MCQ item (3PL) — probability, log-likelihood, information

from hb_irt.types import Item
from hb_irt.models.threepl import ThreePLModel

item = ThreePLModel(Item(item_id="q1", a=1.2, b=0.3, c=0.2))
item.probability(theta=0.3)   # -> 0.6  (== (1+c)/2 at theta == b, per Table 5)
item.loglik(value=1, theta=0.3)
item.info(theta=0.3)          # Fisher information at theta=0.3

Graded QA response (0-10 scale) — GRM

from hb_irt.models.grm import GRMItem, GRMModel

# 10 boundaries -> 11 ordered categories (raw scores 0..10)
item = GRMModel(GRMItem(item_id="qa1", a=1.0, boundaries=(-2, -1, 0, 1, 2, 3, 4, 5, 6, 7)))
item.category_probabilities(theta=0.5)   # -> array of 11 probabilities, sums to 1
item.loglik(value=7, theta=0.5)          # value is the observed 0-10 category
item.info(theta=0.5)

Continuous QA response (0-100 scale) — CRM

from hb_irt.models.crm import CRMItem, CRMModel

item = CRMModel(CRMItem(item_id="qa2", a=1.0, b=0.0, max_score=100.0))
item.loglik(value=72.0, theta=0.4)
item.info(theta=0.4)   # constant == a^2 for this model (see crm.py docstring)
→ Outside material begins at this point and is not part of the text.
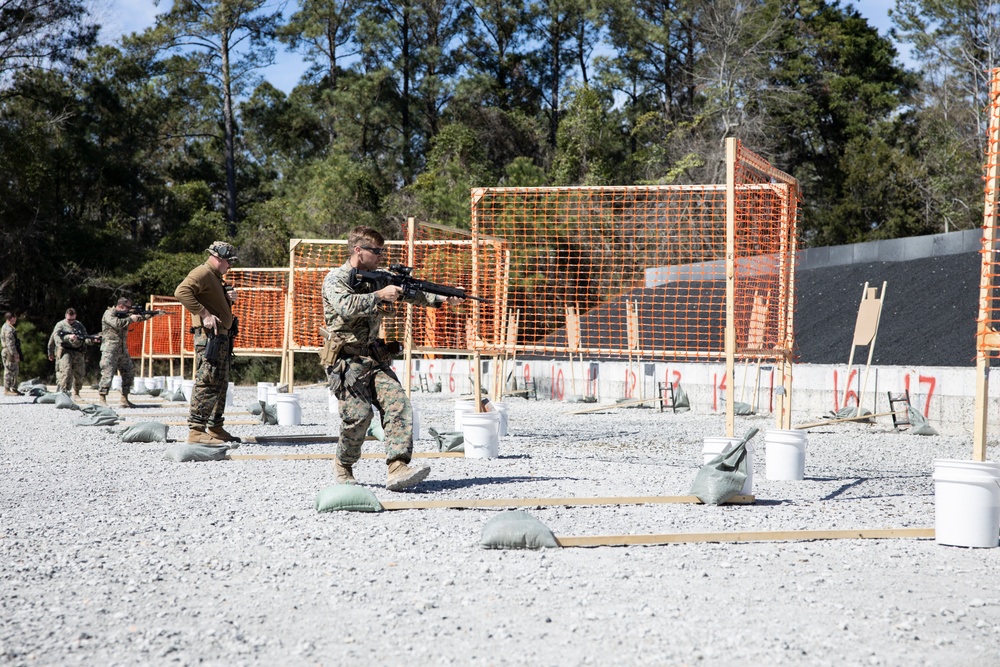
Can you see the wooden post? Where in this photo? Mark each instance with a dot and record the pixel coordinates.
(983, 328)
(730, 339)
EAP / MAP ability estimation from mixed item types

from hb_irt.bayes.estimation import eap_estimate, map_estimate

# Any mix of ThreePLModel / GRMModel / CRMModel instances works — each just
# contributes a scalar loglik(value, theta).
responses = [(mcq_model, 1), (grm_model, 8), (crm_model, 80.0)]

posterior = eap_estimate(responses, prior_mu=0.0, prior_sigma=1.0)
# posterior.mu, posterior.variance, posterior.sem, posterior.credible_interval(0.95)

theta_map = map_estimate(responses, prior_mu=0.0, prior_sigma=1.0)

Sequential updating across test modules

from hb_irt.types import Posterior
from hb_irt.bayes.sequential import sequential_update, sequential_update_all

prior = Posterior(mu=0.0, variance=1.0)
module_1_posterior = sequential_update(prior, module_1_responses)
module_2_posterior = sequential_update(module_1_posterior, module_2_responses)

# or in one call, given an ordered list of modules' responses:
history = sequential_update_all(prior, [module_1_responses, module_2_responses])

Posterior variance is guaranteed to be non-increasing across calls (assuming non-degenerate item information) — this is asserted by tests/bayes/test_sequential.py.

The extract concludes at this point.